La Fédération algérienne de football vient de bannir le français dans ses documents officiels. Voilà un autre fragment de la muraille qui s’effondre pour moi. Je ne peux pratiquement plus lire ni comprendre, chaque jour davantage, les moindres faits ou documents de mon pays natal.
Il me faudrait un traducteur pour y vivre comme nous l’étions pour nos grands-parents qui étaient à cette époque des illettrés malgré eux. La différence est que, nous, nous sommes allés à l’école. J’écoute le journal télévisé, je ne comprends pas. J’écoute un discours, il est aussi opaque pour moi que si j’étais en voyage à l’étranger. Et les exemples ne manquent pas pour me signifier en permanence que je suis devenu un étranger dans mon pays.
L’effet est absolument le même lorsqu’on réside à l’étranger car le contact avec mon pays est naturellement constant, par les médias, par les amis et en ce qui me concerne, par mon Algéroise. Certains m’accusent de parler en espagnol avec elle. Je plaide non coupable, je sais à peu près bien le parler mais elle, absolument pas sinon pour négocier les prix.
On me répond à chaque fois, ce sera probablement la même chose si mon interlocuteur était la FAF, c’est la langue nationale inscrite dans notre constitution. Je cours la lire et je lis effectivement dans son art. 3. — L’arabe est la langue nationale et officielle.
Mais cela, je le sais, je parle arabe depuis ma tendre jeunesse. Je ne comprends pourtant pas celle qu’on me dit être langue nationale et officielle, ni dans sa lecture, ni dans son prononcé. Ou alors, peut-être, on m’aurait caché que mes grands-parents et parents étaient des Suédois. Il faut parfois cacher certaines vérités aux enfants.
Que dire en plus de nos compatriotes berbérophones qui, eux, sont garantis par l’article 4 de la constitution qui nous dit que tamazight est également langue nationale et officielle. Moi je suis exclu de la constitution mais eux devraient théoriquement bénéficier de la lecture de documents avec une langue reconnue comme nationale et officielle.

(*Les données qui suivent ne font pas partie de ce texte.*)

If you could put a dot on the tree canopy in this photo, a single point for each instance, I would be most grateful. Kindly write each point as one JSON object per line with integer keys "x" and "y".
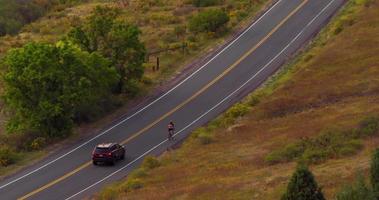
{"x": 116, "y": 40}
{"x": 46, "y": 86}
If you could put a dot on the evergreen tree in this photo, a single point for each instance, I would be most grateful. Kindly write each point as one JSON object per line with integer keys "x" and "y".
{"x": 303, "y": 186}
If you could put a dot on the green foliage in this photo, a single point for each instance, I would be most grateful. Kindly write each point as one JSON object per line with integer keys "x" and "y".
{"x": 205, "y": 138}
{"x": 38, "y": 143}
{"x": 375, "y": 172}
{"x": 290, "y": 152}
{"x": 212, "y": 20}
{"x": 369, "y": 125}
{"x": 150, "y": 162}
{"x": 115, "y": 40}
{"x": 48, "y": 86}
{"x": 303, "y": 186}
{"x": 7, "y": 156}
{"x": 14, "y": 14}
{"x": 205, "y": 3}
{"x": 132, "y": 184}
{"x": 358, "y": 191}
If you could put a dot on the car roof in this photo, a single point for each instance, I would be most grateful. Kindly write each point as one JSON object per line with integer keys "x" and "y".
{"x": 105, "y": 145}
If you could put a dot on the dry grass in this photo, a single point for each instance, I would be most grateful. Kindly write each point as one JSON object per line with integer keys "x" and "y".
{"x": 334, "y": 84}
{"x": 157, "y": 22}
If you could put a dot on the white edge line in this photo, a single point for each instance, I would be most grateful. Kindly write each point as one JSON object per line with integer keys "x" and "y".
{"x": 196, "y": 120}
{"x": 147, "y": 106}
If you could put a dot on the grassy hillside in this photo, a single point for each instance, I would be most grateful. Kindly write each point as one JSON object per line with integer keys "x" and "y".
{"x": 163, "y": 25}
{"x": 325, "y": 100}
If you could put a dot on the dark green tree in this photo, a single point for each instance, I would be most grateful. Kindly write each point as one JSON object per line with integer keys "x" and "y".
{"x": 116, "y": 40}
{"x": 211, "y": 20}
{"x": 375, "y": 173}
{"x": 303, "y": 186}
{"x": 46, "y": 86}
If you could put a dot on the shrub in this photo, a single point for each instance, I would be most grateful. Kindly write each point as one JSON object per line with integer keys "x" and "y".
{"x": 132, "y": 184}
{"x": 204, "y": 138}
{"x": 205, "y": 3}
{"x": 38, "y": 143}
{"x": 328, "y": 144}
{"x": 138, "y": 173}
{"x": 314, "y": 155}
{"x": 369, "y": 126}
{"x": 211, "y": 20}
{"x": 7, "y": 156}
{"x": 375, "y": 172}
{"x": 357, "y": 191}
{"x": 151, "y": 162}
{"x": 303, "y": 186}
{"x": 290, "y": 152}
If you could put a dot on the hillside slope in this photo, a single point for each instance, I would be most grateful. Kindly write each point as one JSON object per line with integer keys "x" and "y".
{"x": 331, "y": 89}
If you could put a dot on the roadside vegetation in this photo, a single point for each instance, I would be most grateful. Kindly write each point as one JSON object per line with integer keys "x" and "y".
{"x": 320, "y": 110}
{"x": 15, "y": 14}
{"x": 47, "y": 97}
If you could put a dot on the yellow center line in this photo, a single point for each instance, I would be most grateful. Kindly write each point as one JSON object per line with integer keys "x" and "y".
{"x": 177, "y": 107}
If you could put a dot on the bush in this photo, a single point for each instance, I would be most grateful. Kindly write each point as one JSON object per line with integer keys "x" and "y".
{"x": 132, "y": 184}
{"x": 38, "y": 143}
{"x": 211, "y": 20}
{"x": 375, "y": 172}
{"x": 290, "y": 152}
{"x": 138, "y": 173}
{"x": 204, "y": 138}
{"x": 150, "y": 162}
{"x": 303, "y": 186}
{"x": 369, "y": 126}
{"x": 205, "y": 3}
{"x": 7, "y": 156}
{"x": 328, "y": 144}
{"x": 357, "y": 191}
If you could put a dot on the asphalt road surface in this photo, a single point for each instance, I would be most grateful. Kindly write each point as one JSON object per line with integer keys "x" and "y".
{"x": 226, "y": 78}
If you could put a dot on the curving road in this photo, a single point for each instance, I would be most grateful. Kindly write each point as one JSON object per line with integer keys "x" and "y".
{"x": 226, "y": 78}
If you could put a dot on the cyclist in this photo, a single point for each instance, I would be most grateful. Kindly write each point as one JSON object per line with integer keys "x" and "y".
{"x": 171, "y": 129}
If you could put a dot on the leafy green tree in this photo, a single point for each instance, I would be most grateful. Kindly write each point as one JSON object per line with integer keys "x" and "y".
{"x": 210, "y": 20}
{"x": 116, "y": 40}
{"x": 46, "y": 86}
{"x": 375, "y": 173}
{"x": 303, "y": 186}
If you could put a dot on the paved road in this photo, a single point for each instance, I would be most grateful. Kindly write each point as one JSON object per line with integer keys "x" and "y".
{"x": 236, "y": 70}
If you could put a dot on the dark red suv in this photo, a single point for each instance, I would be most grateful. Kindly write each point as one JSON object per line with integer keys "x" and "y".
{"x": 108, "y": 153}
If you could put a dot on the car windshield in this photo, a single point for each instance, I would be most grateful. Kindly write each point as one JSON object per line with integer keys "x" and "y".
{"x": 101, "y": 150}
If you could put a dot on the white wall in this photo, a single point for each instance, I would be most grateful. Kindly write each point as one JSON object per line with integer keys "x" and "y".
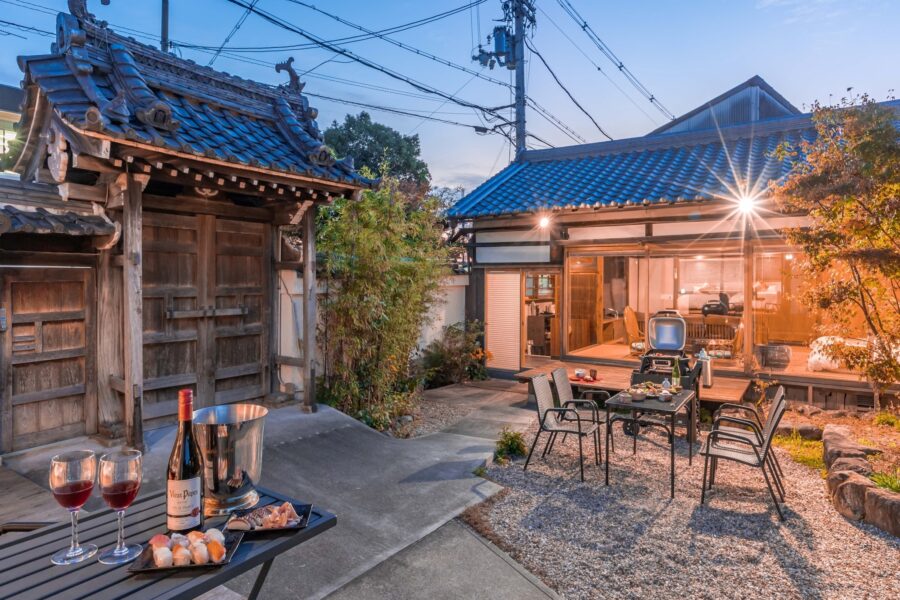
{"x": 450, "y": 310}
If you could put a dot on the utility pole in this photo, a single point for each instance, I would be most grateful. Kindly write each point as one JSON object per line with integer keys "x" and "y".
{"x": 509, "y": 52}
{"x": 164, "y": 27}
{"x": 519, "y": 50}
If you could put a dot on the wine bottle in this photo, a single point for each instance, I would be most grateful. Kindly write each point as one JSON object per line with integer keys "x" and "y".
{"x": 676, "y": 373}
{"x": 184, "y": 486}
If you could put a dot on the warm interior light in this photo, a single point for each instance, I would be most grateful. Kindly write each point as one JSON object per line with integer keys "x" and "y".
{"x": 746, "y": 204}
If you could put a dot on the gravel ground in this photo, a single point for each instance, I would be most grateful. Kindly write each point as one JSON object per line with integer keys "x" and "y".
{"x": 629, "y": 540}
{"x": 436, "y": 413}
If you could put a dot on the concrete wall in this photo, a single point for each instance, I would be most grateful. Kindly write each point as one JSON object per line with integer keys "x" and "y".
{"x": 452, "y": 309}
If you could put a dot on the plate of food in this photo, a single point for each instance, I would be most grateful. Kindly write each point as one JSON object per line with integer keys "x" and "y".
{"x": 270, "y": 518}
{"x": 196, "y": 550}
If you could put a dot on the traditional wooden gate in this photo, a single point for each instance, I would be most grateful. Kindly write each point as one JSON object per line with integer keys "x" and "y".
{"x": 205, "y": 309}
{"x": 48, "y": 388}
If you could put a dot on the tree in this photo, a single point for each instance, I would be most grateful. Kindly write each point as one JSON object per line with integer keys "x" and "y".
{"x": 382, "y": 261}
{"x": 848, "y": 182}
{"x": 373, "y": 144}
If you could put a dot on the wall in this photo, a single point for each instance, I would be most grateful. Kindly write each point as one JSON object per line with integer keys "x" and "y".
{"x": 451, "y": 309}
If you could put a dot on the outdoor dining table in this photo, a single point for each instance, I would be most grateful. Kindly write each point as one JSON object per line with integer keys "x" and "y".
{"x": 26, "y": 572}
{"x": 668, "y": 410}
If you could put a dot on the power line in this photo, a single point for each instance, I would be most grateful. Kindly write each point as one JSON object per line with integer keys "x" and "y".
{"x": 608, "y": 53}
{"x": 625, "y": 94}
{"x": 234, "y": 29}
{"x": 566, "y": 90}
{"x": 490, "y": 112}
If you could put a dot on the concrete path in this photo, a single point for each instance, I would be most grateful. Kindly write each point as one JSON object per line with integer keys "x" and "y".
{"x": 452, "y": 562}
{"x": 387, "y": 493}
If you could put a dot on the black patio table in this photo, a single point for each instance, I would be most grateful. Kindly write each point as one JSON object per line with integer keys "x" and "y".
{"x": 668, "y": 410}
{"x": 26, "y": 572}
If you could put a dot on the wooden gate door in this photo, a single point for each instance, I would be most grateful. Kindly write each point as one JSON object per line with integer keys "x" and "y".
{"x": 48, "y": 387}
{"x": 206, "y": 311}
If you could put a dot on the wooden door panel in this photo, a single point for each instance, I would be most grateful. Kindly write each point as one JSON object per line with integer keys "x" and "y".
{"x": 47, "y": 352}
{"x": 241, "y": 296}
{"x": 171, "y": 293}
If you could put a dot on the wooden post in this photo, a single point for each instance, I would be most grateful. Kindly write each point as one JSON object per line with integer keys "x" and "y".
{"x": 747, "y": 319}
{"x": 309, "y": 310}
{"x": 109, "y": 344}
{"x": 132, "y": 319}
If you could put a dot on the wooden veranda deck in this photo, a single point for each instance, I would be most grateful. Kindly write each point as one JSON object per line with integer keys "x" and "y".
{"x": 616, "y": 379}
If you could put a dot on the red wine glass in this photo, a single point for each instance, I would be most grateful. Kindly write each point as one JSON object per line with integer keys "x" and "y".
{"x": 71, "y": 481}
{"x": 120, "y": 480}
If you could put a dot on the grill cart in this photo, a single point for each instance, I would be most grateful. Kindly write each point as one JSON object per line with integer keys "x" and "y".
{"x": 666, "y": 336}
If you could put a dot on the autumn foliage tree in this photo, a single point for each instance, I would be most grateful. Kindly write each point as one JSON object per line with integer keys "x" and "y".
{"x": 848, "y": 182}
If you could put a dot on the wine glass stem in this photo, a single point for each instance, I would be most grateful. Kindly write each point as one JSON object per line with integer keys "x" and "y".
{"x": 120, "y": 546}
{"x": 74, "y": 544}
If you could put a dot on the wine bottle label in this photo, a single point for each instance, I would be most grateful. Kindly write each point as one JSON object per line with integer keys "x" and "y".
{"x": 183, "y": 504}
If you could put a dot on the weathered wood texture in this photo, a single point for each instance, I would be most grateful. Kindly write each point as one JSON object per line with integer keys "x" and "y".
{"x": 132, "y": 290}
{"x": 48, "y": 356}
{"x": 206, "y": 311}
{"x": 309, "y": 309}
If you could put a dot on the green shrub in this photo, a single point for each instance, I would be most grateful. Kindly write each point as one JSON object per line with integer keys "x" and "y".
{"x": 887, "y": 419}
{"x": 890, "y": 481}
{"x": 804, "y": 452}
{"x": 456, "y": 356}
{"x": 510, "y": 444}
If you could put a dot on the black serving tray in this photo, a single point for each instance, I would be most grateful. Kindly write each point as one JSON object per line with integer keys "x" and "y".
{"x": 144, "y": 562}
{"x": 303, "y": 511}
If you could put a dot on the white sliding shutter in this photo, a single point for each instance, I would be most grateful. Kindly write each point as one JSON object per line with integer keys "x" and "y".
{"x": 502, "y": 328}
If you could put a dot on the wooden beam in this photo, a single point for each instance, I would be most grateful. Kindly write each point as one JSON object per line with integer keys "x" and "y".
{"x": 310, "y": 319}
{"x": 109, "y": 342}
{"x": 133, "y": 357}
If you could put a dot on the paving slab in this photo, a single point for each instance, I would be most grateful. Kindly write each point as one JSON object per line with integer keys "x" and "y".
{"x": 451, "y": 562}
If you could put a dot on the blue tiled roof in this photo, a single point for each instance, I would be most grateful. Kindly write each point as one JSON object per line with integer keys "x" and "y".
{"x": 651, "y": 170}
{"x": 98, "y": 81}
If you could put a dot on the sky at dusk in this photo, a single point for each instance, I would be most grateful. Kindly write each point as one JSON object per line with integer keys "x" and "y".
{"x": 685, "y": 52}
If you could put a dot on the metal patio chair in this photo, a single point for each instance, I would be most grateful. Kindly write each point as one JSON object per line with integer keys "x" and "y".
{"x": 756, "y": 428}
{"x": 587, "y": 403}
{"x": 747, "y": 451}
{"x": 551, "y": 421}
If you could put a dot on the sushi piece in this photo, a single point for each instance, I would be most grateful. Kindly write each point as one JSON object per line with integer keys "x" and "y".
{"x": 213, "y": 534}
{"x": 196, "y": 536}
{"x": 216, "y": 551}
{"x": 199, "y": 553}
{"x": 181, "y": 556}
{"x": 162, "y": 557}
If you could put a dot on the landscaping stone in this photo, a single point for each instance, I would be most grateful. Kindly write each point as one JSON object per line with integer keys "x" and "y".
{"x": 837, "y": 444}
{"x": 857, "y": 465}
{"x": 807, "y": 431}
{"x": 849, "y": 496}
{"x": 882, "y": 509}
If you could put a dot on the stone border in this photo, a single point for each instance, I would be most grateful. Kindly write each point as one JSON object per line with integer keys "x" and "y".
{"x": 853, "y": 494}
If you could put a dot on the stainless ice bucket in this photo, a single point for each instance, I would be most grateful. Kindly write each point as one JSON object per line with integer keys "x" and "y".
{"x": 231, "y": 442}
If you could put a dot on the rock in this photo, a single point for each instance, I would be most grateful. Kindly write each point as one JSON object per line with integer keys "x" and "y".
{"x": 837, "y": 444}
{"x": 857, "y": 465}
{"x": 882, "y": 509}
{"x": 807, "y": 431}
{"x": 849, "y": 496}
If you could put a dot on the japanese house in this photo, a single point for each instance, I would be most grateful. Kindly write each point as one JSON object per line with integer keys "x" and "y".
{"x": 142, "y": 245}
{"x": 574, "y": 248}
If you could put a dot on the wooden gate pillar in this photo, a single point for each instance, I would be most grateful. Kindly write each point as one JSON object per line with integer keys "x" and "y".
{"x": 133, "y": 298}
{"x": 310, "y": 321}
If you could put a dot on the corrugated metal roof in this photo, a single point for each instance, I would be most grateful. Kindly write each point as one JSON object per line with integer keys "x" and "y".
{"x": 101, "y": 81}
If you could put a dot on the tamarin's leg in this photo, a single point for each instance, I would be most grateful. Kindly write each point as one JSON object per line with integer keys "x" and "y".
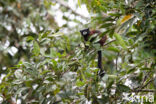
{"x": 101, "y": 73}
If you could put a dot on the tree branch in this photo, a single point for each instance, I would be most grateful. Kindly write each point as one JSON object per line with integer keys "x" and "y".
{"x": 62, "y": 3}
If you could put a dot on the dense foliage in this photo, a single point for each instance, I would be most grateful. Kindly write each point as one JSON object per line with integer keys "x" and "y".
{"x": 46, "y": 63}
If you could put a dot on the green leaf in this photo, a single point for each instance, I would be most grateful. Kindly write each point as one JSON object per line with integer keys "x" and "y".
{"x": 145, "y": 69}
{"x": 79, "y": 3}
{"x": 120, "y": 40}
{"x": 106, "y": 25}
{"x": 80, "y": 83}
{"x": 113, "y": 49}
{"x": 36, "y": 49}
{"x": 123, "y": 88}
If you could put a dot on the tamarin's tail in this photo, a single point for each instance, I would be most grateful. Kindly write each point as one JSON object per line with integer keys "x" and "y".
{"x": 101, "y": 73}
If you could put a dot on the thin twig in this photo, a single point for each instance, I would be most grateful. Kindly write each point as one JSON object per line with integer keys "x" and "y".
{"x": 64, "y": 4}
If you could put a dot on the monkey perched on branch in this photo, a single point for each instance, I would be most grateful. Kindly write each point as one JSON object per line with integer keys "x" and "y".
{"x": 86, "y": 33}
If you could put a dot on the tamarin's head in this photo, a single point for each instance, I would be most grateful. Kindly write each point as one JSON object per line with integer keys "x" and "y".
{"x": 85, "y": 33}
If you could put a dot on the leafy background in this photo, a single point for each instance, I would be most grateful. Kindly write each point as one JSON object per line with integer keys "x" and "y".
{"x": 44, "y": 60}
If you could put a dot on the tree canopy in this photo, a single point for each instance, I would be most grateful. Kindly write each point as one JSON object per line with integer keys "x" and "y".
{"x": 44, "y": 59}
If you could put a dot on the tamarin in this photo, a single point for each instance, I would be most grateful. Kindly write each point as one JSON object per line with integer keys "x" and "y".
{"x": 86, "y": 33}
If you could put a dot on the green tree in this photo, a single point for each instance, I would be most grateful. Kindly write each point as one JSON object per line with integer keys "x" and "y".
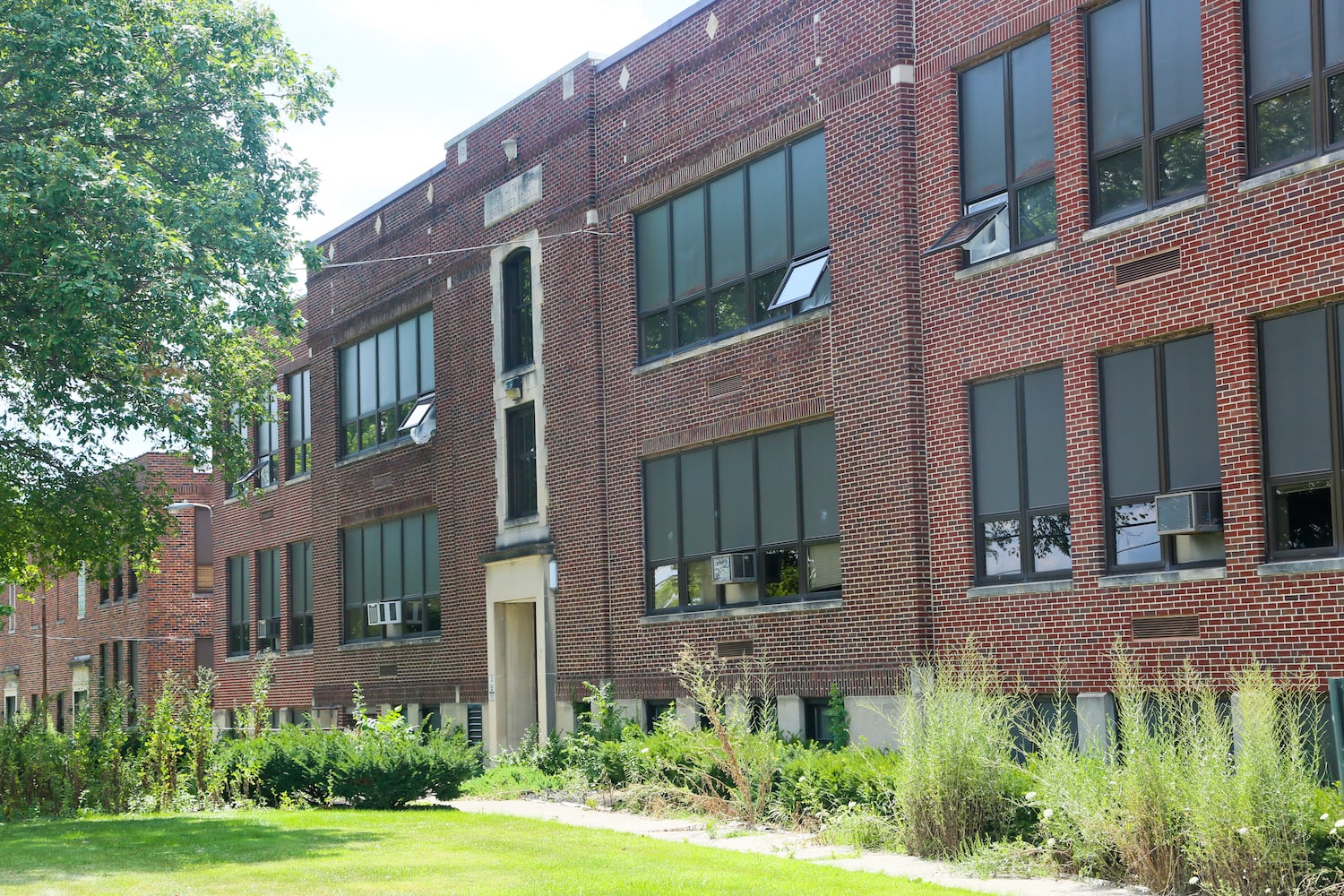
{"x": 145, "y": 198}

Tu es coupable me dit-on également, c’est de ta faute de ne pas savoir la langue arabe classique. Je plaide coupable d’être né en 1955 dans une Algérie sous administration française. Mes parents sont coupables car ils m’ont obligé à aller à l’école où le français était au programme. Que voulez-vous, on ne peut pas choisir ses parents qui se rendent coupables d’avoir scolarisé leurs enfants.
J’ai été coupable en 1962, à l’âge de sept ans, d’avoir continué l’infamie avec une scolarisation en français. Je suis coupable des accords d’Evian qui ont permis aux professeurs français de continuer à enseigner dans mon pays. Je suis coupable des accords de coopération et n’avoir eu qu’un seul professeur algérien, en classe de terminale. Pas de chance, l’unique que j’avais eu était lui également aussi coupable que moi de ne connaître que la langue du colon.
On me rappelle toujours à ma supposée mauvaise foi car j’oublierais que des professeurs d’arabe, nous en avions eu par centaines. Ils étaient venus de pays lointains qui eux-mêmes étaient à cette époque empêtrés dans leur recherche identitaire postcoloniale.
Je ne sais pas comment ils les avaient choisis mais là, mes chers amis, je ne plaiderai pas coupable même avec la menace de me faire arracher la langue. Je laisse témoigner à ma place les algériens de ma génération. Attention, permettez-leur un traducteur car ils sont aussi étrangers à l’arabe classique que moi au chinois.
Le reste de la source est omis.